Hoogte van de terugvordering
8. Voorts is eiser het niet eens met de hoogte van de terugvordering. De berekening is onjuist en niet in overeenstemming met hetgeen waarmee verweerder bekend was en is besproken met de medewerker van verweerder. De leningen van € 2.500,- en € 4.000,- zijn direct opeisbare leningen. Deze schulden moeten daarom bij de vermogensberekening mee worden genomen. Daarnaast heeft de medewerker van verweerder eiser erop gewezen dat de lening van € 1.978,13 waarschijnlijk niet voor verrekening in aanmerking zou komen omdat die is aangegaan na 1 september 2019, wat impliceert dat alle andere vorderingen juist wel in aanmerking komen voor verrekening. Daarom had verweerder de schulden van
€ 2.500,- en € 4.000,- moeten verrekenen met de door hem ontvangen algemene en bijzondere bijstand.

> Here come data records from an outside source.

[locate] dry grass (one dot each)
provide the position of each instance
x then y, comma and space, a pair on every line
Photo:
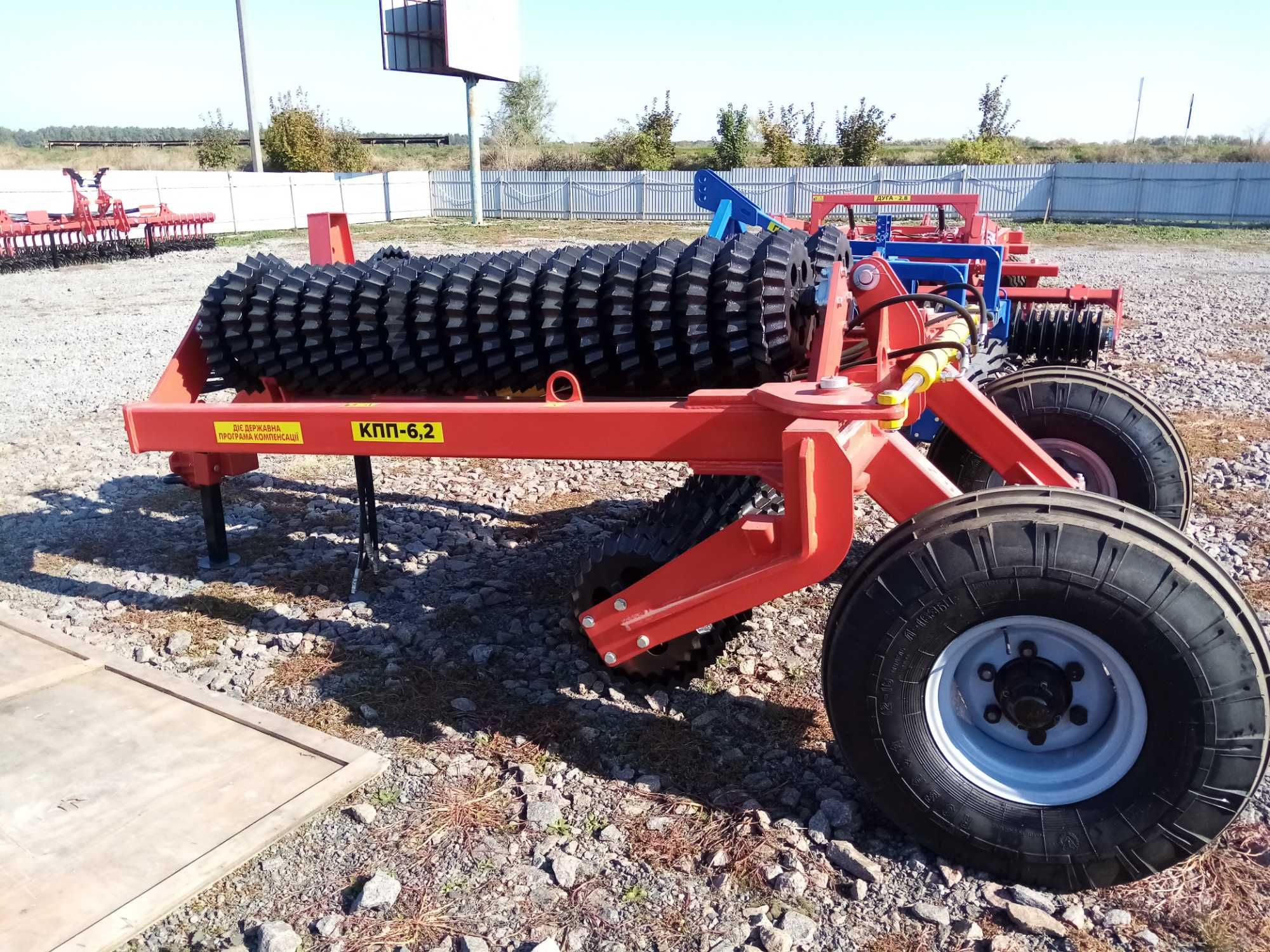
420, 921
1207, 433
698, 832
1219, 897
911, 939
213, 614
1250, 359
464, 807
1259, 592
1231, 502
798, 719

9. Eisers standpunt dat de hoogte van de vorderingen niet klopt, volgt de rechtbank niet. Volgens vaste rechtspraakkunnen schulden in het kader van de toepassing van de bijstandswetgeving ten aanzien van het vermogen van de betrokkene uitsluitend in aanmerking worden genomen indien de betrokkene aannemelijk maakt dat zij bestaan, dat zij tijdens de bijstandsverlening (in termijnen) opeisbaar zijn en dat de crediteur de opeisbare betalingsverplichting daadwerkelijk afdwingt. Eiser heeft niet aannemelijk gemaakt dat de bedragen van € 4.000,- en € 2.500,- direct opeisbaar waren ten tijde van de bijstandsverlening. Daarnaast heeft eiser niet aannemelijk gemaakt dat deze bedragen door de crediteuren zijn afgedwongen, dan wel dat de schulden door eiser werden afgelost in de periode in geding. Verweerder heeft daarom terecht de leningen van € 4.000,- en € 2.500,- niet in aanmerking genomen bij de vaststelling van eisers vermogen.

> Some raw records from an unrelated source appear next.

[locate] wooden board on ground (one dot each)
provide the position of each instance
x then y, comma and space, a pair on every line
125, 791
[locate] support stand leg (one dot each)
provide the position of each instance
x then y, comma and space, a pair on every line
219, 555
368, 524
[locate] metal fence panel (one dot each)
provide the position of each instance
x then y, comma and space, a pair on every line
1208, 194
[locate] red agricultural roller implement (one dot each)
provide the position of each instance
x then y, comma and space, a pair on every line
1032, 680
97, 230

Onvolledige informatieverstrekking door verweerder
10. Eiser stelt dat verweerder niet volledig is geweest in de informatieverstrekking over de geldende regels ten aanzien van de aanvullende verplichtingen op grond van de Pw. Zo was eiser er niet van op de hoogte dat verweerder ten aanzien van de vordering een preferente positie heeft als schuldeiser. Verweerder heeft eiser hiermee op het verkeerde been gezet en het hoort bij de zorgplicht van verweerder om de burger op een juiste manier te informeren.

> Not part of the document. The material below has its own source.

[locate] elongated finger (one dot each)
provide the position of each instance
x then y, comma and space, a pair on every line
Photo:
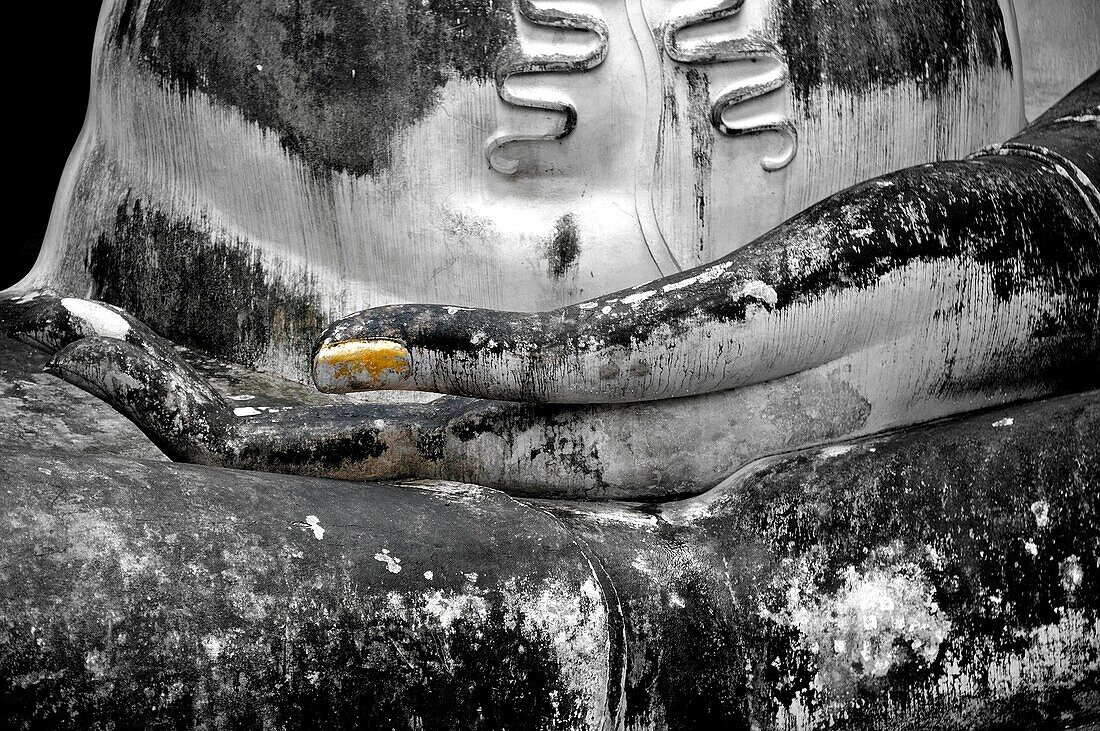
886, 261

11. De rechtbank volgt verweerder in zijn standpunt dat eiser zich niet kan beroepen op zijn onwetendheid of gebrek aan kennis wanneer hij aan het sociaal verkeer deelneemt. Bovendien doet dit niets af aan het uitgangspunt dat verweerder de verstrekte bijstand kon terugvorderen, waarmee eiser bekend was. Deze beroepsgrond geeft daarom geen aanleiding om af te zien van terugvordering.
12. Gelet op al het voorgaande is het beroep ongegrond.
13. Voor een proceskostenveroordeling bestaat geen aanleiding.